However, simply intending to remain family-owned does not always lead to easy decision making regarding how best to pass down the business. In this piece, James Boustead from Rickard Luckin explores the issues around handing down the family firm.


That issue will turn on a number of factors, including the tax implications, but importantly whether:

  • The older generation are ready to pass control of the business, both day-to-day and strategically, down to the next generation

  • The older generation want to receive full or partial payment for the value of their equity in the business

  • The older generation have sufficient capital and/or income sources available to them for their retirement

  • All of the older generation’s children are working in the business or if there are children outside the business that they are keen to ensure also share in a fair proportion of their estate

  • There is no natural heir to owning the business but where it has historically passed down the family and culturally being bought by a larger business may not be suitable for it.

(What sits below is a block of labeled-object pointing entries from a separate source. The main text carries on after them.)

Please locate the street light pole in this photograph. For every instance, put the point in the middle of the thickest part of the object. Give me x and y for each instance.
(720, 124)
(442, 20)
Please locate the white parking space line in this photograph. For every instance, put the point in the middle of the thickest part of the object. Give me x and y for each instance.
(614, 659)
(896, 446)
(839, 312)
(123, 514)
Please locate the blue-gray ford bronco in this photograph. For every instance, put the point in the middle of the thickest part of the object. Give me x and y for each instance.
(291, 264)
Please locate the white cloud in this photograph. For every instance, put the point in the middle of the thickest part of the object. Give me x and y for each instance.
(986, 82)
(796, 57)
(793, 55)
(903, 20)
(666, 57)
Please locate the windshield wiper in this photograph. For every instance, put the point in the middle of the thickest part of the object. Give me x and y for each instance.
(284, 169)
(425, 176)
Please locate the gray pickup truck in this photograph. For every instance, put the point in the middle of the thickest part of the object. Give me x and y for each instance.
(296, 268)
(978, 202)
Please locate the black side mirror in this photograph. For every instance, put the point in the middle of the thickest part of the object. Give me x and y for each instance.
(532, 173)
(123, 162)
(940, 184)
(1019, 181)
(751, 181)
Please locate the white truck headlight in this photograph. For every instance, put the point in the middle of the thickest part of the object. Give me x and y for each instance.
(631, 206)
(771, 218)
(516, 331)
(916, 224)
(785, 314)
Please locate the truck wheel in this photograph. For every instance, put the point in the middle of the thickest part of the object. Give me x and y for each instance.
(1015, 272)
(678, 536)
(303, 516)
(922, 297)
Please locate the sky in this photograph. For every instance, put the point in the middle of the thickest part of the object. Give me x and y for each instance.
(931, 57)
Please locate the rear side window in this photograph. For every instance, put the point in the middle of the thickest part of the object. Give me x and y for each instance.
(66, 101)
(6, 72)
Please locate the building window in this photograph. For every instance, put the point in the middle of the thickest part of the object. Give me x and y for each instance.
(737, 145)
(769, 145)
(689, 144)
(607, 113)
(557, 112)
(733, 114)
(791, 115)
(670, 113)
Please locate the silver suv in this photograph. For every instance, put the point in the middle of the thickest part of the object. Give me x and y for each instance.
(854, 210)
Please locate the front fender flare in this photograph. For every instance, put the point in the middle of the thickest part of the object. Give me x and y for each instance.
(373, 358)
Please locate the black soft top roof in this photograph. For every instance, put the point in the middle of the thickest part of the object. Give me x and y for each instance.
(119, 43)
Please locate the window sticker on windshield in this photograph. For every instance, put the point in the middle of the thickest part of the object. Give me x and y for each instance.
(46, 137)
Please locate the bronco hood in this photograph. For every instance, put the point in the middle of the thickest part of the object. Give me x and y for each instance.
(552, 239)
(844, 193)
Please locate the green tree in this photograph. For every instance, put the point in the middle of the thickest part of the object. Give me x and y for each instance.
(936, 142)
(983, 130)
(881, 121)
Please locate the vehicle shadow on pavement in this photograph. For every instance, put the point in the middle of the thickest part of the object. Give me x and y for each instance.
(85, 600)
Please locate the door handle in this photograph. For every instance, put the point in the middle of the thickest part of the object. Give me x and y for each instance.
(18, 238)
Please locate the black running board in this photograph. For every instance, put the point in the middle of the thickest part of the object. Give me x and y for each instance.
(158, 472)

Depending on the answers to those key questions, and the particular weighting that a business owner gives to them at that point in time, a transaction with the purpose of succession can potentially take place.


There are a number of options that could be considered. Although less common than simply gifting the business, management buyout (MBO) or share buyback, growth and freezer shares are becoming more popular in family business scenarios.


The broad premise is that the older generation protect their existing equity in the form of freezer shares entitled to a preferred amount of value on an exit event, and in some cases a preferred dividend coupon on that value and possibly voting control being retained as well. The future growth then belongs to the next generation.


Growth share planning might be appropriate when there is a desire not to pass down too much equity too early, but perhaps the older generation do not need or want any equity from the business as yet.


Alternatively they may want to retain voting control and stay actively involved in the business, or perhaps the business cannot easily raise a large capital payment for their equity, and instead the solution is to give the older generation a right to an income on those shares. For those considering inheritance tax (IHT) implications, it is worth noting that the freezer shares can potentially qualify for 100% relief from IHT, whereas cash or an IOU would not.


Employee Ownership Trusts (EOTs) may also be a less common but suitable option for family business owners to consider. EOTs have gained a lot of popularity in recent years and where a natural family successor doesn’t exist and the cultural change of a sale to a larger third party may not be suitable, EOTs may present a tax-efficient, viable option.


Whatever the future holds, it is important to start the conversation early and to plan for the future in good time to ensure that plans and wishes can be implemented accordingly.